BERLIN taz ■ Wie die meisten Konflikte zwischen Politikern und der Presse begann auch der Fall Olaf Scholz in schönstem Einvernehmen. Es war Dienstagabend voriger Woche auf dem SPD-Parteitag in Bochum, als taz-Korrespondent Jens König die Zusage für ein Interview mit dem SPD-Generalsekretär erhielt. Nach dem schlechten Ergebnis bei seiner Wiederwahl war Scholz unter Journalisten ein gefragter Mann. „Zehn Minuten, ein paar Fragen“ seien verabredet worden, schildert König das Gespräch, „und es gab keine Bedingungen.“

Das Interview fand am nächsten Morgen statt, an einem Stehtisch in der Vorhalle des Parteitags. „Scholz war sehr professionell und hat auf alle Fragen routiniert geantwortet“, sagt König. Kurz vor Ende des Gesprächs habe jedoch eine Mitarbeiterin eingegriffen. Ob er nicht ein paar andere Fragen stellen wolle? Der Leiter des taz-Parlamentsbüros beharrte auf seinem Recht, über die Fragen alleine zu entscheiden. Scholz, der sich nicht in den Wortwechsel eingeschaltet hatte, beantwortete die verbliebenen Fragen umstandslos.
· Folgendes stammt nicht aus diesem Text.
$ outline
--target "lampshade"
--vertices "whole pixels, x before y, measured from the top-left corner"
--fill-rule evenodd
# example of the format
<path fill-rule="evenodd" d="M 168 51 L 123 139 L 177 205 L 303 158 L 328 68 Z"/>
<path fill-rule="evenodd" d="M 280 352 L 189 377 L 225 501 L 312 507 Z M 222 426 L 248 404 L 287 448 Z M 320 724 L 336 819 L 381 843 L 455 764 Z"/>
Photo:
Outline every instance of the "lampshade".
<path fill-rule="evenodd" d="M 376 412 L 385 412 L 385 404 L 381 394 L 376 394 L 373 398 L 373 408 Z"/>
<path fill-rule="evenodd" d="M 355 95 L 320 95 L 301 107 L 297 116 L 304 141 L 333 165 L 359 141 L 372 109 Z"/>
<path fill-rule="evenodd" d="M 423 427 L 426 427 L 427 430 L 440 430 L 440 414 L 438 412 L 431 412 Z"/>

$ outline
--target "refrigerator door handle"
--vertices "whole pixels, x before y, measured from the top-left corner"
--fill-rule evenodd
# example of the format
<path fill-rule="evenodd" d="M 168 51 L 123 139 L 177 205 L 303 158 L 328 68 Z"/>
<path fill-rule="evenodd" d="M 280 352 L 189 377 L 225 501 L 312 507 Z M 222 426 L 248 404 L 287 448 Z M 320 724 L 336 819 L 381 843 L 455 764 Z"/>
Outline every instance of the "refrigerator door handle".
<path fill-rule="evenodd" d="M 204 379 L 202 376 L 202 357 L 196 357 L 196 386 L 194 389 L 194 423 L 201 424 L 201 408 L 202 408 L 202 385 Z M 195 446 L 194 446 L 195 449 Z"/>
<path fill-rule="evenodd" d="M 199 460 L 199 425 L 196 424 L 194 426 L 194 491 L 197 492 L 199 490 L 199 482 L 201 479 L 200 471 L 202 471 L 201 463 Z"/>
Üblich ist zwischen Politikern und Reportern, dem Interviewten die schriftliche Fassung des Gespräches zur Freigabe vorzulegen. Unüblich war hingegen der Besuch, den der taz-Korrespondent bekam, als er auf der Pressetribüne die Tonbandaufnahme abtippte. Eine Mitarbeiterin des Generalsekretärs legte ihm nahe, die Druckfassung „zu entschärfen“, andernfalls werde Scholz die Freigabe verweigern. König lehnte ab und mailte wenig später dem Büro Scholz die vorgesehene Druckfassung zu. Die Absage überbrachte die Mitarbeiterin persönlich. Nicht an der Wiedergabe von Scholz’ Antworten nahm die Partei Anstoß, sondern an den Fragen. Sie seien „zu pfeffrig“, zitiert König die Begründung. Die Mitarbeiterin wollte sich gestern gegenüber der taz nicht zu dem Sachverhalt äußern.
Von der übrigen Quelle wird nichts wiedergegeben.